Barrie Kosky’s 2015 production for the Berlin Komische Oper, available on Opera Vision, doesn’t completely dispel the feeling that it’s sometimes more theology than theatre, more oratorio than opera, but he makes it work on stage better than any other staging I’ve seen. Kosky approaches this wordy Old Testament drama through Beckett: quotations from Waiting for Godot are projected before each scene, with Moses and Aron themselves characterised as Estragon and Vladimir, while the Godot who never arrives, one assumes, is God. It’s musically superb, too, conducted by Vladimir Jurowski, with Robert Hayward and John Daszak as Moses and Aron.
For anyone wanting to sample an unmistakable Schoenberg masterpiece, there’s always Pierrot Lunaire. Available online versions range from Psappha’s straight concert performance of this pioneering music-theatre piece, with Claire Booth as the immaculate soloist (which I reviewed in February), to more or less full stagings, of which the one by the French ensemble Le Balcon (also responsible for the ongoing concert stagings of Stockhausen’s Licht cycle) is the most thought-provoking; it not only has a male reciter, Damien Bigourdan, who personifies the cycle’s white-faced protagonist, but reverts to the original French versions of the texts by Albert Giraud rather than the German translations that Schoenberg set.
The first of the Royal Opera House’s Live from Covent Garden live-streams, available free online until 27 June, was a promising start to this three-concert series.

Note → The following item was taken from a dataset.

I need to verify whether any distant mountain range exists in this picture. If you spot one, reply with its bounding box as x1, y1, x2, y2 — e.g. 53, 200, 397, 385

With the performers on the ROH stage facing away from the auditorium, it somehow seemed less austere than the Wigmore Hall’s current lunchtime BBC series. Antonio Pappano accompanied soprano Louise Alder in Britten’s On This Island, while baritone Gerald Finley grouped Mark-Anthony Turnage’s Three Animal Songs with Britten’s The Crocodile and one of Gerald Finzi’s Shakespeare settings; but the high point for me was tenor Toby Spence’s wonderfully tactful account of George Butterworth’s first set of Shropshire Lad settings, allowing their vocal lines to make their own eloquent point. There was also a pre-recorded pas de deux to Strauss’s Morgen, devised by Wayne McGregor and danced by Francesca Hayward and Cesar Corrales. Opera only got a look at the end, when Alder sang an aria from Handel’s Alcina, and Spence and Finley joined forces in the famous duet from Bizet’s Pearl Fishers.
My discovery of the month has been one of the finest documentaries on a great musician I’ve ever seen. Directed by Bruno Monsaingeon in 2014, Maurizio Pollini - A Musical Portrait is built around a revealing interview with the usually reticent pianist (in Italian with English subtitles) interlaced with a wealth of dazzling performance footage, especially from the early years of his career, and ranging across his repertoire, from Beethoven and Chopin to Boulez and Stockhausen.
My picks for the week ahead
The first of Scottish Opera’s shorts certainly deserves a viewing when it goes online on 18 June, if only for its intriguing title – The Narcissistic Fish is a three-hander set in a restaurant kitchen, with music by Samuel Bordoli and a libretto by Jenni Fagan. And the second of the Live from Covent Garden series on 20 June should be well worth catching, too; David Butt Philip and Sarah Connolly singing Mahler’s Das Lied von der Erde in Schoenberg’s reduced scoring ought to be worth £4.99 in anybody’s money.